To visualize response pattern differences between the “reversed” and “natural situation” we calculated contrast response curves by subtracting the normalized activity in the “natural” from the “reversed situation”. For this subtraction, the PSTH in the “reversed situation” was temporally mirrored which enabled us to temporally align them to the PSTHs obtained from the “natural situation”. To exemplify this procedure, one contrast response curve, obtained at the highest sound level, is plotted in Fig. 6b. Positive and negative values indicate more spikes in the “reversed” and in the “natural situation”, respectively. For the population data obtained at high sound levels, contrast response curves were calculated for each unit (n = 129) and plotted into a color-map (Fig. 6c; see also Supplementary Fig. 4 where exclusively negative (a) or positive (b) values were plotted). In this figure, like in Fig. 5, the units are organized according to decreasing best delays in response to the “natural situation”. A median contrast response curve calculated from temporally aligned contrast curves of each unit, comparable to Fig. 5g, is plotted in Fig. 6d. Only bin values differing in the “natural” and “reversed situation” were considered. We observed that at long delays, representing the beginning of the “natural situation” (Fig. 6c,d; beginning from black stars), more spikes were elicited in the “natural” than in the “reversed situation” (Fig. 6e; Sign test for period 1; ***p < 10−5; n = 129). Consistent with the results presented in the previous section, this result suggests the presence of a relatively weak suppression at long delays in the “natural situation” that might arise from a missing stimulus history. In the “reversed situation”, a longer stimulus history and therefore a stronger suppression was observed at long delays.
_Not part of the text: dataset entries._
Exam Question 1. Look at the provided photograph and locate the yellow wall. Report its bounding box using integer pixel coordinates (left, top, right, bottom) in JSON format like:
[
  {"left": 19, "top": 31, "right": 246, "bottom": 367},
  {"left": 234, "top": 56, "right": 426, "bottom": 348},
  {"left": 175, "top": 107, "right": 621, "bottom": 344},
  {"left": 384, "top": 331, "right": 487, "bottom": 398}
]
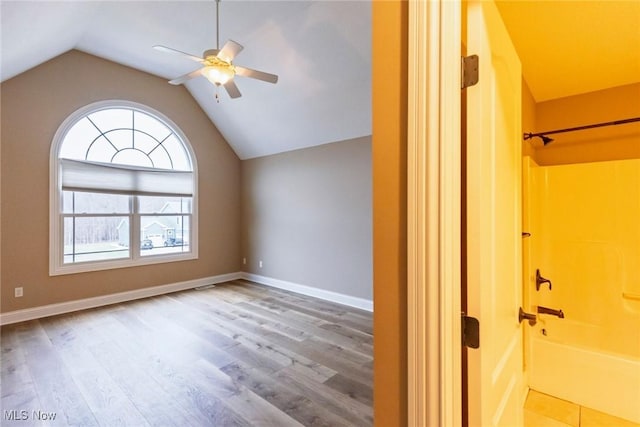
[
  {"left": 372, "top": 1, "right": 408, "bottom": 427},
  {"left": 0, "top": 51, "right": 240, "bottom": 313},
  {"left": 536, "top": 83, "right": 640, "bottom": 165}
]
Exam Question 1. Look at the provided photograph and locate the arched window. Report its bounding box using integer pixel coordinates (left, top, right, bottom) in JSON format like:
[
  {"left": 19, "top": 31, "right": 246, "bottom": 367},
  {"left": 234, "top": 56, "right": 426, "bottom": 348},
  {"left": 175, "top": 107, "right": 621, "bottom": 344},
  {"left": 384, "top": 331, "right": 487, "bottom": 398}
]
[{"left": 49, "top": 101, "right": 197, "bottom": 275}]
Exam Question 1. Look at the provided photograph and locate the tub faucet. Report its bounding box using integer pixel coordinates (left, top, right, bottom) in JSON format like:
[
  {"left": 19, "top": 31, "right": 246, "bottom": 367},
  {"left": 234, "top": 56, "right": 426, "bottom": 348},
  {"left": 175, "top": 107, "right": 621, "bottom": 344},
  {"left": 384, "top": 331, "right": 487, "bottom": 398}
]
[{"left": 538, "top": 305, "right": 564, "bottom": 319}]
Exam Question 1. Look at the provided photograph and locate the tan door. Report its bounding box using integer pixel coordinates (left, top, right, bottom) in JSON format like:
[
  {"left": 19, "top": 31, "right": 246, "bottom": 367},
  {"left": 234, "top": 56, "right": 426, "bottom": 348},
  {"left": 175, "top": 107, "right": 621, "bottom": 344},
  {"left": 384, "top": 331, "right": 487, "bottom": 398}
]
[{"left": 466, "top": 0, "right": 528, "bottom": 427}]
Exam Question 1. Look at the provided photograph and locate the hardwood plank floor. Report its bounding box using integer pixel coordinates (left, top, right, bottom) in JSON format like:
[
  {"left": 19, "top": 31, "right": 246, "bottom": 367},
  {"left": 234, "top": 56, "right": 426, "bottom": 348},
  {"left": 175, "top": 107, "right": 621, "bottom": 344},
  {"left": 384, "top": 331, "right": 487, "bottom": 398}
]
[{"left": 0, "top": 280, "right": 373, "bottom": 427}]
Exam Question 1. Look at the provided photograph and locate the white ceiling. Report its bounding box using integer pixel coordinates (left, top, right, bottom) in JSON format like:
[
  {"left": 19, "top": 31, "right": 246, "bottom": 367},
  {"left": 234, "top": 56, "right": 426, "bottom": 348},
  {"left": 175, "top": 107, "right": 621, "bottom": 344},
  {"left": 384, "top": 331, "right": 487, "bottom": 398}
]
[
  {"left": 0, "top": 0, "right": 640, "bottom": 159},
  {"left": 0, "top": 0, "right": 371, "bottom": 159}
]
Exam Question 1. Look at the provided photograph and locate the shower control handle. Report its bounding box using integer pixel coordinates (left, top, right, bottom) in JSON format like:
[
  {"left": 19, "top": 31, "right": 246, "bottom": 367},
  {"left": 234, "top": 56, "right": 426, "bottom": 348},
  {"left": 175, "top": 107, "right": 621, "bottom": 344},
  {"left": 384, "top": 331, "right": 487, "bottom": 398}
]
[
  {"left": 538, "top": 305, "right": 564, "bottom": 319},
  {"left": 518, "top": 307, "right": 537, "bottom": 326},
  {"left": 536, "top": 269, "right": 551, "bottom": 291}
]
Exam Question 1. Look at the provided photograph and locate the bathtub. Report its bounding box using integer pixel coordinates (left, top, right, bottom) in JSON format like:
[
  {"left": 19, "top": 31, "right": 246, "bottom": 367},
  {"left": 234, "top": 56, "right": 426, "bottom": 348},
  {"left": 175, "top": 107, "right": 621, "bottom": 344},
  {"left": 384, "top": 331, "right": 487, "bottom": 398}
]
[{"left": 529, "top": 319, "right": 640, "bottom": 423}]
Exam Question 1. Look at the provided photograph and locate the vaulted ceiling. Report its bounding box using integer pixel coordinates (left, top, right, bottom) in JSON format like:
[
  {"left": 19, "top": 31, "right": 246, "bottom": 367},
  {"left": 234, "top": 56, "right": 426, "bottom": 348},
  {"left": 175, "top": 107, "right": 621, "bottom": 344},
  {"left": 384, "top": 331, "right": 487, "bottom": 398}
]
[
  {"left": 0, "top": 0, "right": 640, "bottom": 159},
  {"left": 0, "top": 0, "right": 371, "bottom": 159}
]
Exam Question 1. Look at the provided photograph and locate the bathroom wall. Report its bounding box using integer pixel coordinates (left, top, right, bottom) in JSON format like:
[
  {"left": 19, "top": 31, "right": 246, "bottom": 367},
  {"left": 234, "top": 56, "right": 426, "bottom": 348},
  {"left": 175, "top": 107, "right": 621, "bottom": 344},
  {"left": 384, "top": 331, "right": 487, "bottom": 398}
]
[{"left": 536, "top": 83, "right": 640, "bottom": 165}]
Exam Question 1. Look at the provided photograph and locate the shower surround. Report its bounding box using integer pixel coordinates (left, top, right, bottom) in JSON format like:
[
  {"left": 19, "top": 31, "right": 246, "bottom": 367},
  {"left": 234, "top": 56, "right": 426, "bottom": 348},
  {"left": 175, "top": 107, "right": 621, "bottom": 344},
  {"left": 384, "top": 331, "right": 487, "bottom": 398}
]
[{"left": 523, "top": 158, "right": 640, "bottom": 423}]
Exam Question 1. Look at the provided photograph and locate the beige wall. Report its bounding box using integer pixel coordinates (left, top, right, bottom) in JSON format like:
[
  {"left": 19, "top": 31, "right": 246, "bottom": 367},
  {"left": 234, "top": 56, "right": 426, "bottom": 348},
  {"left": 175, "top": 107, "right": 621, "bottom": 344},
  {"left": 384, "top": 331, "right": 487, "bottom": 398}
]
[
  {"left": 534, "top": 83, "right": 640, "bottom": 165},
  {"left": 242, "top": 137, "right": 373, "bottom": 300},
  {"left": 0, "top": 51, "right": 240, "bottom": 313}
]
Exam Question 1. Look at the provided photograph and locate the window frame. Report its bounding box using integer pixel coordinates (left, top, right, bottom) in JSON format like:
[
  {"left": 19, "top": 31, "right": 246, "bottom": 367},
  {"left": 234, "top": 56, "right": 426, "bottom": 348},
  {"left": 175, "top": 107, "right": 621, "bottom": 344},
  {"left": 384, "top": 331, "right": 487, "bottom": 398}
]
[{"left": 49, "top": 99, "right": 198, "bottom": 276}]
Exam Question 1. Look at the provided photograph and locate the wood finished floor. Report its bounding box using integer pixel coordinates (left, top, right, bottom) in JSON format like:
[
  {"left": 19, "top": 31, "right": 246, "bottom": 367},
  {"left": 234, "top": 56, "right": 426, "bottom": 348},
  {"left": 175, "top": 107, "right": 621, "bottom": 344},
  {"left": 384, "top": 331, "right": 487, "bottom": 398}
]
[{"left": 0, "top": 280, "right": 373, "bottom": 427}]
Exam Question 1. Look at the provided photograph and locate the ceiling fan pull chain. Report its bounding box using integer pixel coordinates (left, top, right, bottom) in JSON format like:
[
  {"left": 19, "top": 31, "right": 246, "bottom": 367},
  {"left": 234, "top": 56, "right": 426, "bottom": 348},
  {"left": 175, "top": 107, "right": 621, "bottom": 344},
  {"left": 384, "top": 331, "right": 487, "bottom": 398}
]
[{"left": 216, "top": 0, "right": 220, "bottom": 51}]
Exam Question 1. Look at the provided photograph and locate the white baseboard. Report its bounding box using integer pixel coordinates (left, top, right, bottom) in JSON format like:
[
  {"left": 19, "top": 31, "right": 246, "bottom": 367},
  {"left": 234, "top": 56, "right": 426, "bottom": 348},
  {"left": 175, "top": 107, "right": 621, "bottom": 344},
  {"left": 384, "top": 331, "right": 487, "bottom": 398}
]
[
  {"left": 240, "top": 271, "right": 373, "bottom": 312},
  {"left": 0, "top": 272, "right": 242, "bottom": 325},
  {"left": 0, "top": 272, "right": 373, "bottom": 325}
]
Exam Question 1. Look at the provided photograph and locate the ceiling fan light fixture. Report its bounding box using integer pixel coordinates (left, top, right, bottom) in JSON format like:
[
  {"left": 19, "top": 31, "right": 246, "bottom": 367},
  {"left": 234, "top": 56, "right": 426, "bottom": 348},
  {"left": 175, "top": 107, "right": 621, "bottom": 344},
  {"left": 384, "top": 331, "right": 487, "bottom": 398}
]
[{"left": 202, "top": 65, "right": 236, "bottom": 85}]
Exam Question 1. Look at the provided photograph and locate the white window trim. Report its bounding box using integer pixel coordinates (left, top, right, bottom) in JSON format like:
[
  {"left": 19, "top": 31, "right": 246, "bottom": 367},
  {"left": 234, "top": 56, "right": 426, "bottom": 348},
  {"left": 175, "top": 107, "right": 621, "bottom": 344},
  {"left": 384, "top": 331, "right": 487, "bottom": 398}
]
[{"left": 49, "top": 99, "right": 198, "bottom": 276}]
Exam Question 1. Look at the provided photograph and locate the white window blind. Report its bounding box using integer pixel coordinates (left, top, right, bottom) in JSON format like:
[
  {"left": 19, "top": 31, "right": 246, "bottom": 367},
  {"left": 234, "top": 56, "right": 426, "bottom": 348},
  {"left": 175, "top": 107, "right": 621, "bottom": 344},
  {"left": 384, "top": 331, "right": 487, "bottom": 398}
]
[{"left": 60, "top": 159, "right": 194, "bottom": 196}]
Some units temporally shifted their best response when comparing the response to the “natural” and “reversed situation” (Fig. 6b) but considering the pooled data, the timing of best responses did not shift significantly between the two situations studied (Sign test p = 0.07; n = 129; median: 805 ms and 765 ms for “natural” and “reversed situation”, respectively; Supplementary Fig. 4c). Following the best response in the “natural situation”, the neuronal activity was significantly stronger in the “reversed situation” (Fig. 6e; Sign test for period 2; ***p < 10−5; n = 129). The latter could be the result of a stronger suppression operating in the “natural situation” and a relatively weaker suppression occurring in the “reversed situation” (Fig. 6c,d). Based on the different response patterns to the “reversed” and “natural situation”, we conclude that the stimulus history, indicated by the different echo delay distribution over time, has strong influence on how the neurons respond to the echolocation sequence. In addition, the fact that suppression increases over the time course of stimulation in the “natural” and “reversed situation”, suggests that echolocation sequence processing is strongly influenced by a forward suppression.

Discussion

Temporal processing in the primary auditory cortex is crucial for proper auditory perception including speech12,13. Language consists of highly repetitive elements with short time intervals in between. Repetitive auditory stimuli usually lead to cortical suppression and the temporal precision of auditory responses degrades from the periphery towards the cortex6,14. How temporal processing quality can be maintained despite cortical suppression remains elusive. In the present study we wanted to clarify whether cortical suppression is also present in echolocating bats that are specialized for precise temporal coding. Our results show that cortical units of bats are strongly suppressed when they are stimulated with natural echolocation sequences. The sequences had a behaviorally relevant temporal context and order of call-echo elements (Figs 2, 3, 4). Instead of losing the sensitivity to specific call-echo elements due to the suppression, the units were more sharply tuned. The sharper tuning was based on a combination of weak temporally focussed facilitation and widely spread suppression that is stronger at the time periods that follow the facilitation (Figs 5 and 6).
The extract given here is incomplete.